Tuttavia, altri agenti l’hanno notata.
«Migliaia di agenti di polizia donne in tutto il Paese hanno commentato i miei post dicendo che fanno il tifo per me e che traggano ispirazione da me», ha affermato Mercier.
«Ci sono anche ragazze giovani che dicono di voler entrare nelle forze dell’ordine e di essere ispirate dalla mia storia. Inoltre, ogni giorno mi metto al servizio della mia comunità a Westborough in qualità di agente di polizia, ma ho anche l’opportunità di farlo nel ruolo di Miss Massachusetts.
«Sono proprio queste due cose a rendere così importante l’opportunità offerta da Miss America», ha affermato Mercier. «Sì, abbiamo la possibilità di vestirci eleganti. Sì, possiamo indossare abiti da sera e apparire bellissime. Ma l’emancipazione femminile e il servizio sono il fulcro. E se la si guarda in questo modo, si possono notare e tracciare molti parallelismi tra Miss America e il mio ruolo di agente Mercier».
Il lavoro nella polizia ha inoltre fornito a Mercier competenze che può mettere a frutto nel concorso. Ha affermato di sentirsi a proprio agio nel comunicare con persone diverse e nel mantenere la calma in situazioni snervanti. Ma una sfida rimane.
Alla domanda se ci voglia più tempo a prepararsi per un turno di lavoro o per un concorso di bellezza, non ha esitato un attimo.
«Oh, prepararsi per un concorso di bellezza, senza dubbio», ha detto ridendo. «Non ho questo aspetto tutti i giorni quando vado al lavoro. Mi metto forse un po’ di mascara e raccolgo i capelli in uno chignon liscio. Ci metto circa due minuti netti. Questo invece richiede decisamente molto più tempo.”
L’edizione di quest’anno celebra i 105 anni di Miss America. Che vinca il titolo o meno, Mercier ha affermato di essere determinata a usare la sua visibilità per fare la differenza.

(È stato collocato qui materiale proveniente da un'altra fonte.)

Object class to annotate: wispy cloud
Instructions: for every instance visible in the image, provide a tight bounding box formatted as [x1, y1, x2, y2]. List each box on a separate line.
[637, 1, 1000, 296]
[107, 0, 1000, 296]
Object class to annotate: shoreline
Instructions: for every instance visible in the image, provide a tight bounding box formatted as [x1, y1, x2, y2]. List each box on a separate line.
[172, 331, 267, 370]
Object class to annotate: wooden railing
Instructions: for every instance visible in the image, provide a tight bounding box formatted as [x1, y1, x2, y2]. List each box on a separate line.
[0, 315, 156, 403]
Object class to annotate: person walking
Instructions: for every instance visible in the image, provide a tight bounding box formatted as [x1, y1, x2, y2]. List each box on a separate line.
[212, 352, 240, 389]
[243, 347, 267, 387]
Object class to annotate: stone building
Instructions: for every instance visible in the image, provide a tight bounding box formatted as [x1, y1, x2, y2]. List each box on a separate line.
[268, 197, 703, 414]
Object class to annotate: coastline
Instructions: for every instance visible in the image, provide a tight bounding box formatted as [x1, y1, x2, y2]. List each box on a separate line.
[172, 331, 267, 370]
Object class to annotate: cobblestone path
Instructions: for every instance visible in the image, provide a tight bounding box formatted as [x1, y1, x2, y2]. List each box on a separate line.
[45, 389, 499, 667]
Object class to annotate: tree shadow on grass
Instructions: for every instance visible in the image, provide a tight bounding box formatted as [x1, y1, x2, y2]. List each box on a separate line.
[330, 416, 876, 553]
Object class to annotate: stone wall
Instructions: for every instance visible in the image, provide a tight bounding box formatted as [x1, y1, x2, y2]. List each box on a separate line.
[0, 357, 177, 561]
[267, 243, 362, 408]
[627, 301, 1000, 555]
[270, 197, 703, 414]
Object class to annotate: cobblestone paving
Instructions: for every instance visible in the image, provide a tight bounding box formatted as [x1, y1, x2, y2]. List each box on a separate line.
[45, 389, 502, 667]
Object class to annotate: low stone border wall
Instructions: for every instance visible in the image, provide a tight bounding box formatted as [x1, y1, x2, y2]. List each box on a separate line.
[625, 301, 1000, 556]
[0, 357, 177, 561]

“Se dovessi vincere, spero solo di essere fonte di ispirazione per le giovani donne e le ragazze che mi ammirano, facendo loro capire che possono diventare agenti di polizia e possono diventare Miss America”, ha detto Mercier. “Possono inseguire tutti i loro sogni contemporaneamente. Mi è stato detto che dovrei sceglierne uno solo, concentrarmi su quello. Ma si può fare tutto. Il mio messaggio è quello di ispirare la prossima generazione.”